Monday, February 8, 2010

New plays are an odd beast...


I recently opened a new play called Oedipus el Rey. The story is Oedipus Rex, transposed onto California Latino gang culture. I've been living with this play for weeks. I read an early draft, thought it a rough read, and slowly as we got to opening I've seen it become a solid show worth seeing. The performers are engaging, the prose is musical and the staging is dynamic. The problem I have with it is that sometimes the transposition is too literal for the action to be fully believable in a modern context. On the one hand if you're calling your play "Oedipus" you had better have the story intact. What exactly is Oedipus king of? The ghetto? The crime business?

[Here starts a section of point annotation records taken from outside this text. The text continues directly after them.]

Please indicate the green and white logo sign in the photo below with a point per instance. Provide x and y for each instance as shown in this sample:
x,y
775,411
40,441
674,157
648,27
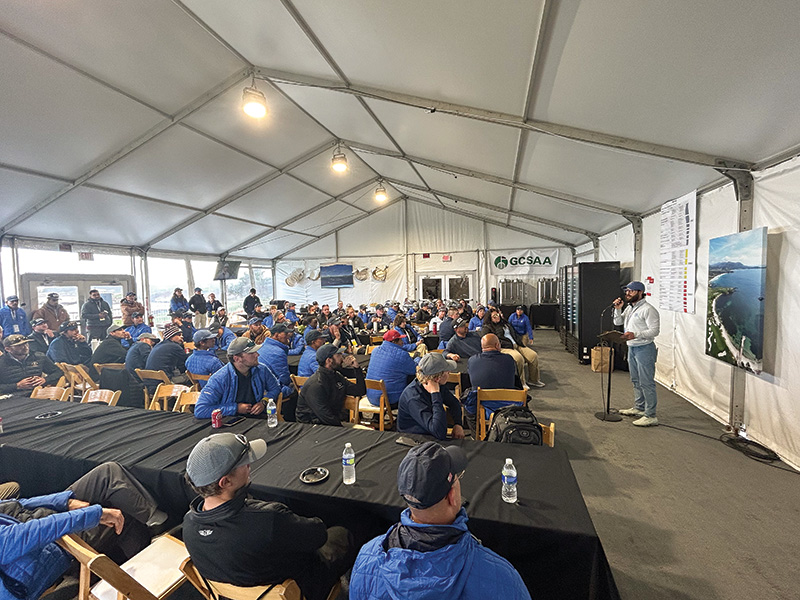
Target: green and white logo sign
x,y
523,262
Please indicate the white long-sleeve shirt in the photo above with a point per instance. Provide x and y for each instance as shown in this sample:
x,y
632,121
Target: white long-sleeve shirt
x,y
641,319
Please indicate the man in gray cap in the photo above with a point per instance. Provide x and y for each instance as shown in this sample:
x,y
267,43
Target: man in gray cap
x,y
642,325
236,539
421,408
321,399
308,365
432,541
241,387
203,360
22,370
13,319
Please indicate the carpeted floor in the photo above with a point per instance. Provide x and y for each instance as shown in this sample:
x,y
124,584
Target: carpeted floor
x,y
680,514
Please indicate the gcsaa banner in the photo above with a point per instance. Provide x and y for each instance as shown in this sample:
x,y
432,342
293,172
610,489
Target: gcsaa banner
x,y
523,262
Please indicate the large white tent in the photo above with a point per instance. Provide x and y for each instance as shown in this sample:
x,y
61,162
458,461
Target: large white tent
x,y
493,126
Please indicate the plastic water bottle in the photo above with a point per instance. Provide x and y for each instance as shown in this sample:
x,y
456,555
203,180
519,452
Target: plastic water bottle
x,y
509,482
348,465
272,413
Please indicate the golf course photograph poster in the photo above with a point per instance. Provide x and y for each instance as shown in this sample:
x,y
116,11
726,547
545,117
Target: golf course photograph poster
x,y
737,277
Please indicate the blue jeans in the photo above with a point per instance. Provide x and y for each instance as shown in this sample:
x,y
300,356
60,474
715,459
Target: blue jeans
x,y
642,364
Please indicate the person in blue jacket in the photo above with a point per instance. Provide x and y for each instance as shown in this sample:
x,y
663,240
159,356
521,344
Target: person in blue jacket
x,y
476,322
522,325
430,553
13,319
178,303
315,339
392,363
241,386
203,359
31,561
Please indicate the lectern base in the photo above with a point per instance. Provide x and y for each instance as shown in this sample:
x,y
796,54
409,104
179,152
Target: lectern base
x,y
610,417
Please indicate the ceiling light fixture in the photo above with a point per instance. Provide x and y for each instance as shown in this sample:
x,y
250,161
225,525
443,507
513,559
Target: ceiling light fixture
x,y
339,160
380,193
254,103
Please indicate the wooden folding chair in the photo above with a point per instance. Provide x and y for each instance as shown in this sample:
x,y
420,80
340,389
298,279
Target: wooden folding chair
x,y
185,400
212,590
490,395
165,392
109,397
115,366
383,409
50,393
154,376
153,574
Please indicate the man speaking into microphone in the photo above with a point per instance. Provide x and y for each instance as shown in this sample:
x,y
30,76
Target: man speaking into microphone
x,y
642,325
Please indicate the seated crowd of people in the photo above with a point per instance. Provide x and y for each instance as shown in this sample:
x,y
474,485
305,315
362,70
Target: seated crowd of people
x,y
259,542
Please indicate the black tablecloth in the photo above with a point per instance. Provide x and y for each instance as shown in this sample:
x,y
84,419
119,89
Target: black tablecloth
x,y
548,535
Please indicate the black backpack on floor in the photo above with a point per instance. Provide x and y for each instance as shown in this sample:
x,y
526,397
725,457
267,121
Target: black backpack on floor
x,y
515,424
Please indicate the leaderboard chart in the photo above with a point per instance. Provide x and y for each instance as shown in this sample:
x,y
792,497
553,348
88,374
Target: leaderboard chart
x,y
678,254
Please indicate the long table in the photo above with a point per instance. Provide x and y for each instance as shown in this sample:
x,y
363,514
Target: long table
x,y
548,535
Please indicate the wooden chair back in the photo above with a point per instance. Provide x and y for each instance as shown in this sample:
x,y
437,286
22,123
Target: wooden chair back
x,y
163,393
383,409
115,366
496,394
185,400
50,393
109,397
153,574
212,590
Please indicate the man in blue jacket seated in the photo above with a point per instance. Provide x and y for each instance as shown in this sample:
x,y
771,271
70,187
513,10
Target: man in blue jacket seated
x,y
430,553
315,339
421,406
106,497
203,359
392,363
491,369
241,387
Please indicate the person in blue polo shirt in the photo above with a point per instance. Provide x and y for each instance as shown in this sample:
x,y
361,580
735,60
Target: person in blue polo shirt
x,y
522,325
241,386
203,359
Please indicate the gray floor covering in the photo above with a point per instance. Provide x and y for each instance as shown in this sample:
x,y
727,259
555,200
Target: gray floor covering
x,y
680,515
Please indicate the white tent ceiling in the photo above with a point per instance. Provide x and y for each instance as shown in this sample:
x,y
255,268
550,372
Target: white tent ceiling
x,y
121,121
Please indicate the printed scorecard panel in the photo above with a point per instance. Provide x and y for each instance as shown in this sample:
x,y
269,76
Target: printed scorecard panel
x,y
678,261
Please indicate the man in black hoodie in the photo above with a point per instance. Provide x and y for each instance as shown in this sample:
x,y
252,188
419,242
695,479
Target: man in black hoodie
x,y
233,538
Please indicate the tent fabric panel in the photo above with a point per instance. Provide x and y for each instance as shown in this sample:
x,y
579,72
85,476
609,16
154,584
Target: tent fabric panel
x,y
569,214
340,113
420,47
452,140
633,182
147,48
285,133
182,166
264,33
211,234
653,71
275,202
87,214
318,172
57,121
21,191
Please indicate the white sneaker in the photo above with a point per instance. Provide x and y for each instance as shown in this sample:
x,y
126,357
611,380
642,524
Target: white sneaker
x,y
632,412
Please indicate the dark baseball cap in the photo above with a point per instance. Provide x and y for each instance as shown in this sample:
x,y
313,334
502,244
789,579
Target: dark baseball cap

It's not clear... and finally (spoiler here) when Oedipus puts his eyes out (I will refrain from telling you how it is accomplished in this production via blog post in case any of my five readers wants to see the show) I don't think the motivation is sufficient in the modern context. Perhaps it's a moment of weakness in the play or staging that could be fixed... but the whole end makes me think that this play would be better if we weren't so bound to the Oedipus tie-in.

There are three simple but important things you need for any play. You need a performer, content(like a story, music, action, dance...) and an audience. If you lack one of these three elements you have nothing. Usually additional elements are nice (like costumes, lights, sets, atmosphere...) but you can do a show without them.
This play retells a familiar story so that the audience knows what to expect, they come in knowing 20% of the play. The journey is in the story telling. The audience enters with a fore-knowledge of the timeless issues brought up in Sophocles' Oedipus (human kind's destiny and effort to control it, violence...) hopefully they also latch onto the modern issues it brings up as well (like California's recidivism problem or modernity versus tradition). The trouble is trying to make a modern play equally effective as a classic. Is it possible the play could be stronger without the old Oedipus infrastructure? If so, who would come to see it?
The problem may be that 'Oedipus Rex' is a play over 1500 years old and our little show is less than a few years (If we count all the time it stewed in the playwright's brain). The baby play needs some maturing, but at the same time it's important to get people to come out and interact with it for that to happen.
It is an old problem. Shakespeare and Mozart stole almost every plot they ever wrote a play/opera on top of... it is a brave old tradition to get butts in seats. There is nothing new. Not really.